Note: I have also tried experimenting with using Autocorrelation, but it didn't seem to work to well with sample from a drum kit 注意：我也尝试过尝试使用自相关，但似乎无法很好地处理鼓组中的样品

Any help or alternative suggestions of how to determine what drum is being hit would be greatly appreciated 对于如何确定击打哪个鼓的任何帮助或替代建议，将不胜感激

Edit: Since writing this I've found a great online lesson on implementing FFT in java for Time/ frequency transformations Spectrum Analysis in Java 编辑：自编写此书以来，我发现了一个很棒的在线课程，内容涉及在Java中实现FFT以便进行时间/频率转换的Java频谱分析

2 个解决方案

In the area of music information retrieval, people often use a related metric known as the mel-frequency cepstral coefficients (MFCCs). 在音乐信息检索领域，人们经常使用一种相关的度量标准，即梅尔频率倒谱系数 （MFCC）。

For any N-sample segment of your signal, take the FFT. 对于信号的任何N个样本段，请进行FFT。 Those resulting N samples are transformed into a set of MFCCs containing, say, 12 elements (ie, coefficients). 将那些得到的N个样本转换为一组包含12个元素（即系数）的MFCC。 This 12-element vector is used to classify the instrument, including which drum is used. 该12元素向量用于对乐器进行分类，包括使用哪个鼓。

To do supervised classification, you can use something like a support vector machine (SVM). 要进行监督分类，您可以使用诸如支持向量机 （SVM）之类的东西。 LIBSVM is a commonly used library that has Java compatibility (and many other languages).

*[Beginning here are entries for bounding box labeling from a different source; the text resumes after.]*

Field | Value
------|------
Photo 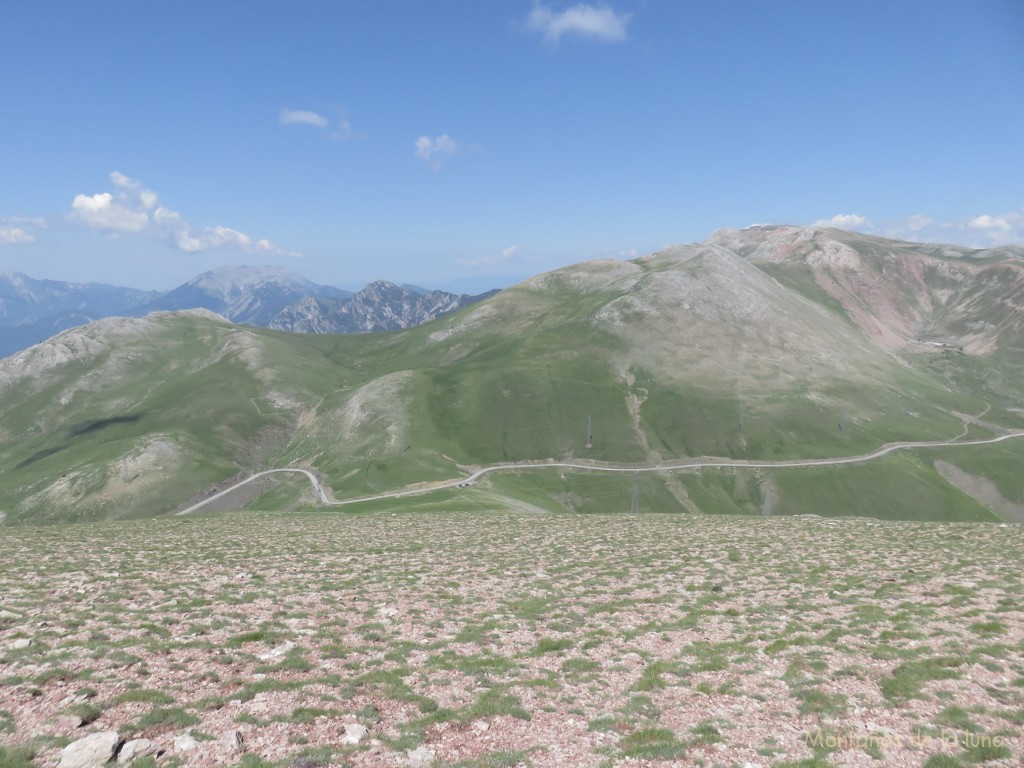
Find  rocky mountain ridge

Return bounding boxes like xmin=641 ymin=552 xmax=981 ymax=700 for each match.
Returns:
xmin=0 ymin=227 xmax=1024 ymax=523
xmin=0 ymin=266 xmax=490 ymax=357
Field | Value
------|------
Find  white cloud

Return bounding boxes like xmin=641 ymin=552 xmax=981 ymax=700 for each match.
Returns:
xmin=413 ymin=133 xmax=459 ymax=171
xmin=456 ymin=246 xmax=519 ymax=266
xmin=967 ymin=213 xmax=1013 ymax=233
xmin=71 ymin=171 xmax=299 ymax=256
xmin=331 ymin=112 xmax=366 ymax=141
xmin=0 ymin=226 xmax=36 ymax=245
xmin=278 ymin=108 xmax=331 ymax=128
xmin=526 ymin=3 xmax=630 ymax=43
xmin=813 ymin=208 xmax=1024 ymax=248
xmin=813 ymin=213 xmax=871 ymax=229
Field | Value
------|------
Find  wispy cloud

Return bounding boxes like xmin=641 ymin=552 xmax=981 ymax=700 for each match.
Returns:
xmin=814 ymin=208 xmax=1024 ymax=248
xmin=0 ymin=226 xmax=36 ymax=245
xmin=71 ymin=171 xmax=300 ymax=256
xmin=0 ymin=216 xmax=48 ymax=246
xmin=526 ymin=3 xmax=630 ymax=43
xmin=278 ymin=108 xmax=331 ymax=128
xmin=278 ymin=108 xmax=366 ymax=141
xmin=456 ymin=246 xmax=519 ymax=266
xmin=813 ymin=213 xmax=871 ymax=229
xmin=413 ymin=133 xmax=459 ymax=171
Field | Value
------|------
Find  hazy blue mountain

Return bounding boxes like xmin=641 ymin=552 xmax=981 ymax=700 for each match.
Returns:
xmin=0 ymin=272 xmax=160 ymax=357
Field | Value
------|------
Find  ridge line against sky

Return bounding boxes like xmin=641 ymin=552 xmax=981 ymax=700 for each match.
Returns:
xmin=0 ymin=0 xmax=1024 ymax=288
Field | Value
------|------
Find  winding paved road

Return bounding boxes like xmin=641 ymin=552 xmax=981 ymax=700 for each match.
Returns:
xmin=177 ymin=430 xmax=1024 ymax=515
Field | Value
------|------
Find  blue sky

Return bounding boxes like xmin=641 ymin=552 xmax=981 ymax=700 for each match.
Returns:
xmin=0 ymin=0 xmax=1024 ymax=289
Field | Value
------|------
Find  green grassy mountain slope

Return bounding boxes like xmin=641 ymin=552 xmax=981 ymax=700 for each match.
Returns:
xmin=0 ymin=228 xmax=1024 ymax=522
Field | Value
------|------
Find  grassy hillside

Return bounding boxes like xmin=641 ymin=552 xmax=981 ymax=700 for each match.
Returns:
xmin=0 ymin=230 xmax=1024 ymax=522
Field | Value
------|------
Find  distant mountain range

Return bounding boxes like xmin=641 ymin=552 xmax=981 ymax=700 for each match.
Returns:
xmin=0 ymin=266 xmax=494 ymax=357
xmin=0 ymin=226 xmax=1024 ymax=524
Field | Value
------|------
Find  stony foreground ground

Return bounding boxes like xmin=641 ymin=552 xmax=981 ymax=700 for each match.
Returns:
xmin=0 ymin=513 xmax=1024 ymax=768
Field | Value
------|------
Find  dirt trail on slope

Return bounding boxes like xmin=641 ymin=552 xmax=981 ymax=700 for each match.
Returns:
xmin=935 ymin=462 xmax=1024 ymax=522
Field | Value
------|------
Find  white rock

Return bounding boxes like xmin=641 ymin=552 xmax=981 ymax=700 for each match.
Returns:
xmin=220 ymin=730 xmax=246 ymax=753
xmin=260 ymin=640 xmax=295 ymax=662
xmin=118 ymin=738 xmax=160 ymax=765
xmin=58 ymin=731 xmax=121 ymax=768
xmin=341 ymin=723 xmax=370 ymax=744
xmin=408 ymin=746 xmax=434 ymax=768
xmin=174 ymin=733 xmax=199 ymax=752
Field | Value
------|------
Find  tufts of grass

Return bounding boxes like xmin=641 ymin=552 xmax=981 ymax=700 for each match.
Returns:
xmin=881 ymin=656 xmax=964 ymax=703
xmin=618 ymin=728 xmax=686 ymax=760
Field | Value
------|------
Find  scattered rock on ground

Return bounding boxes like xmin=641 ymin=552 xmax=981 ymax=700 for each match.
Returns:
xmin=57 ymin=715 xmax=82 ymax=728
xmin=409 ymin=746 xmax=434 ymax=768
xmin=220 ymin=730 xmax=246 ymax=753
xmin=174 ymin=733 xmax=199 ymax=752
xmin=341 ymin=723 xmax=370 ymax=744
xmin=118 ymin=738 xmax=161 ymax=765
xmin=58 ymin=731 xmax=121 ymax=768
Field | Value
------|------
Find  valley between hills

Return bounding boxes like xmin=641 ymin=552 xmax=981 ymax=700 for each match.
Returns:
xmin=0 ymin=226 xmax=1024 ymax=768
xmin=0 ymin=226 xmax=1024 ymax=524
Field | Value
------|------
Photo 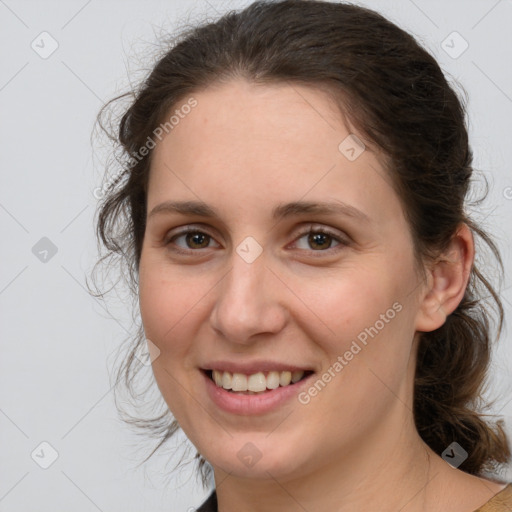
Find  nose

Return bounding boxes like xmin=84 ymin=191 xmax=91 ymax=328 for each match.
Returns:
xmin=210 ymin=248 xmax=288 ymax=345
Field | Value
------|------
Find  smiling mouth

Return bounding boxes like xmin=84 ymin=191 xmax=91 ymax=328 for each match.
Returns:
xmin=202 ymin=370 xmax=314 ymax=395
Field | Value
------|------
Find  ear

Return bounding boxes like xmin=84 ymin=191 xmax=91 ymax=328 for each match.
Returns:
xmin=416 ymin=223 xmax=475 ymax=332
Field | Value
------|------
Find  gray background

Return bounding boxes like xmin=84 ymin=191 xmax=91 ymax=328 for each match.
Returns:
xmin=0 ymin=0 xmax=512 ymax=512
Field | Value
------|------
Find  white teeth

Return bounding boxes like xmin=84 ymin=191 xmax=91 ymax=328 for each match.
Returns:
xmin=212 ymin=370 xmax=304 ymax=394
xmin=292 ymin=371 xmax=304 ymax=384
xmin=231 ymin=373 xmax=247 ymax=391
xmin=221 ymin=372 xmax=233 ymax=389
xmin=248 ymin=372 xmax=267 ymax=391
xmin=279 ymin=372 xmax=292 ymax=386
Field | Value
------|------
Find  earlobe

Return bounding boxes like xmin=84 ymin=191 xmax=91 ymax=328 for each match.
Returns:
xmin=416 ymin=224 xmax=474 ymax=332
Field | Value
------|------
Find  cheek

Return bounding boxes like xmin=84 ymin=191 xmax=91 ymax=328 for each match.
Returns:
xmin=139 ymin=264 xmax=197 ymax=355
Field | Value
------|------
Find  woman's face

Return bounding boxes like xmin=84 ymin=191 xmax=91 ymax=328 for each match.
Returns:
xmin=139 ymin=80 xmax=430 ymax=481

LIBSVM是具有Java兼容性（和许多其他语言）的常用库。 You train the SVM with these MFCCs and their corresponding instrument labels. 您可以使用这些MFCC及其相应的仪器标签来训练SVM。 Then, you test it by feeding a query MFCC vector, and it will tell you which instrument it is. 然后，您通过提供查询MFCC向量来对其进行测试，它将告诉您它是哪种仪器。

So the basic procedure, in summary: 因此，基本程序总结如下：

Get FFT. 获取FFT。
Get MFCCs from FFT. 从FFT获取MFCC。
Train SVM with MFCCs and instrument labels. 使用MFCC和仪器标签训练SVM。
Query the SVM with MFCCs of the query signal. 使用查询信号的MFCC查询SVM。

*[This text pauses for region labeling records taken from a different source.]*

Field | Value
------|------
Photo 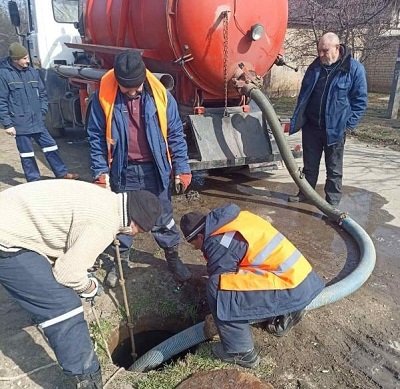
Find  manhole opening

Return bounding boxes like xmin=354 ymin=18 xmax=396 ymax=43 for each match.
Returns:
xmin=110 ymin=330 xmax=197 ymax=370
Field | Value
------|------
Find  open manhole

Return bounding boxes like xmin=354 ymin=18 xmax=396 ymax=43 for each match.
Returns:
xmin=108 ymin=327 xmax=197 ymax=370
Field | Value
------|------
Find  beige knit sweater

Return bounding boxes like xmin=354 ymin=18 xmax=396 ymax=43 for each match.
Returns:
xmin=0 ymin=180 xmax=129 ymax=293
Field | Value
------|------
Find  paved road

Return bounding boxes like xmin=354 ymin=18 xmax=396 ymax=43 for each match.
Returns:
xmin=0 ymin=133 xmax=400 ymax=389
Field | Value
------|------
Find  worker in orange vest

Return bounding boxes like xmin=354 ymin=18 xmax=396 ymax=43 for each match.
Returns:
xmin=180 ymin=204 xmax=324 ymax=368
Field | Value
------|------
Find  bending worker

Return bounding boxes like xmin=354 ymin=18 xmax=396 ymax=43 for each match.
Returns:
xmin=0 ymin=180 xmax=161 ymax=389
xmin=180 ymin=204 xmax=324 ymax=368
xmin=87 ymin=50 xmax=192 ymax=287
xmin=0 ymin=42 xmax=79 ymax=182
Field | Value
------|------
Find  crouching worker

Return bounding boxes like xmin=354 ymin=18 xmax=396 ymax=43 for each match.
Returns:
xmin=180 ymin=204 xmax=324 ymax=368
xmin=0 ymin=180 xmax=161 ymax=389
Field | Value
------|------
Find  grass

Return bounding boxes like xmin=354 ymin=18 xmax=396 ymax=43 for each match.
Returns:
xmin=271 ymin=93 xmax=400 ymax=150
xmin=127 ymin=342 xmax=274 ymax=389
xmin=89 ymin=319 xmax=114 ymax=360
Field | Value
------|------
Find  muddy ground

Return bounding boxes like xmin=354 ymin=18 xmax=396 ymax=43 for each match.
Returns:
xmin=0 ymin=123 xmax=400 ymax=389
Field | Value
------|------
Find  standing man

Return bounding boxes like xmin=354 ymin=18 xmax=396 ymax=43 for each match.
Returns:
xmin=180 ymin=204 xmax=324 ymax=368
xmin=0 ymin=42 xmax=79 ymax=182
xmin=87 ymin=50 xmax=192 ymax=287
xmin=0 ymin=180 xmax=161 ymax=389
xmin=288 ymin=32 xmax=368 ymax=206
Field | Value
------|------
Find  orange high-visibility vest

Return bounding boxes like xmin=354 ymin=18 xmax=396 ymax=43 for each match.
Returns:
xmin=211 ymin=211 xmax=312 ymax=291
xmin=99 ymin=69 xmax=171 ymax=166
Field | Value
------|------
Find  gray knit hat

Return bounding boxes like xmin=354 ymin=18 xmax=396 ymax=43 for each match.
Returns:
xmin=127 ymin=190 xmax=161 ymax=231
xmin=114 ymin=50 xmax=146 ymax=88
xmin=8 ymin=42 xmax=28 ymax=61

Check for Java packages that do these things. 检查执行这些操作的Java软件包。 (They must exist. I just don't know them.) Relatively, drum transcription is easier than most other instrument groups, so I am optimistic that this would work. （它们必须存在。我只是不了解它们。）相对而言，鼓转录比大多数其他乐器组更容易，因此我乐观地认为这会奏效。

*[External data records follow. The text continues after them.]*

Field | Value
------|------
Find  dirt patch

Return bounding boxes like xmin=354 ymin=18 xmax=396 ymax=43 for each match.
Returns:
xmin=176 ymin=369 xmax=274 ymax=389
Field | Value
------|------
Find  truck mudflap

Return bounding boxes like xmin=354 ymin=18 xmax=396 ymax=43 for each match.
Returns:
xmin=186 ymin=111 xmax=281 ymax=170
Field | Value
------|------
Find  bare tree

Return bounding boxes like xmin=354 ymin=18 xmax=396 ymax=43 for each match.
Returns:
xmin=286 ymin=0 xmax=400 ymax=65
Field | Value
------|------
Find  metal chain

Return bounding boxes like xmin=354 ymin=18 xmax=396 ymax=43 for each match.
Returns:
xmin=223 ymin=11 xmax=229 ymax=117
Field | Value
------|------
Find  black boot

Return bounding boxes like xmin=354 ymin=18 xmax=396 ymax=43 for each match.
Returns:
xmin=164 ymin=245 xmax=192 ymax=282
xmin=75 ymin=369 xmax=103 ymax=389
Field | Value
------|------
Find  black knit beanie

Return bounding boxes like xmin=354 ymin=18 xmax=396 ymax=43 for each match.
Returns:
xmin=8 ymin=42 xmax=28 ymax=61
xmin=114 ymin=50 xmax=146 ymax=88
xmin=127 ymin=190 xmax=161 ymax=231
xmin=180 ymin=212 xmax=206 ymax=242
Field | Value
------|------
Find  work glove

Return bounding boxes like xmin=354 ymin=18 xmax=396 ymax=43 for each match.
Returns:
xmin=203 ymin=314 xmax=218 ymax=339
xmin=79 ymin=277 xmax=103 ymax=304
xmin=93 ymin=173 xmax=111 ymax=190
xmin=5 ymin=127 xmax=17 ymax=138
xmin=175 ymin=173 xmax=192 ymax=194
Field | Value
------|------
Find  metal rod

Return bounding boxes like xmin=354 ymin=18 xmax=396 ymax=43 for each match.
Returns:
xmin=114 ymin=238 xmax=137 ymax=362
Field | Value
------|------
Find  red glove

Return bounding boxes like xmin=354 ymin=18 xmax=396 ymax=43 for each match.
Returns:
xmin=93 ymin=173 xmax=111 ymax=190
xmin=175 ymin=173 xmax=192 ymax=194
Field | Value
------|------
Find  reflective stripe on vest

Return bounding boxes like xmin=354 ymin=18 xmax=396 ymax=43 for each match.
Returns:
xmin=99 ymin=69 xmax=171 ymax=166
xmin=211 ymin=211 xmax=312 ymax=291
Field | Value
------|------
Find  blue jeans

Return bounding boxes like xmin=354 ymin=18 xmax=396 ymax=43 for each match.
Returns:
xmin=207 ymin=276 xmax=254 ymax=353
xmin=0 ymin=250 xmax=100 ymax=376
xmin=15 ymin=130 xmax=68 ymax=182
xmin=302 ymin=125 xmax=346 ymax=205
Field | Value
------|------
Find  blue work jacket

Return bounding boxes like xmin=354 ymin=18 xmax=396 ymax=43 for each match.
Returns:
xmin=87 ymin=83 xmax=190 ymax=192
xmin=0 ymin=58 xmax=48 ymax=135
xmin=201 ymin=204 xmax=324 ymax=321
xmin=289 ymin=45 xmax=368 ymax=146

For further reading, there are a whole bunch of articles on drum transcription . 为了进一步阅读，有很多关于鼓转录的文章。

When I made a program using a DFT, I had it create an array of Frequencies and Amplitudes for each frequency. 当我使用DFT制作程序时，我为每个频率创建了一个频率和幅度数组。 I could then find the largest amplitudes, and compare those to musical notes, getting a good grasp on what was played. 然后，我可以找到最大的振幅，并将其与音符进行比较，从而很好地了解演奏的内容。 If you know the approximate frequency of the drum, you should be able to do that. 如果您知道感光鼓的大概频率，则应该能够做到。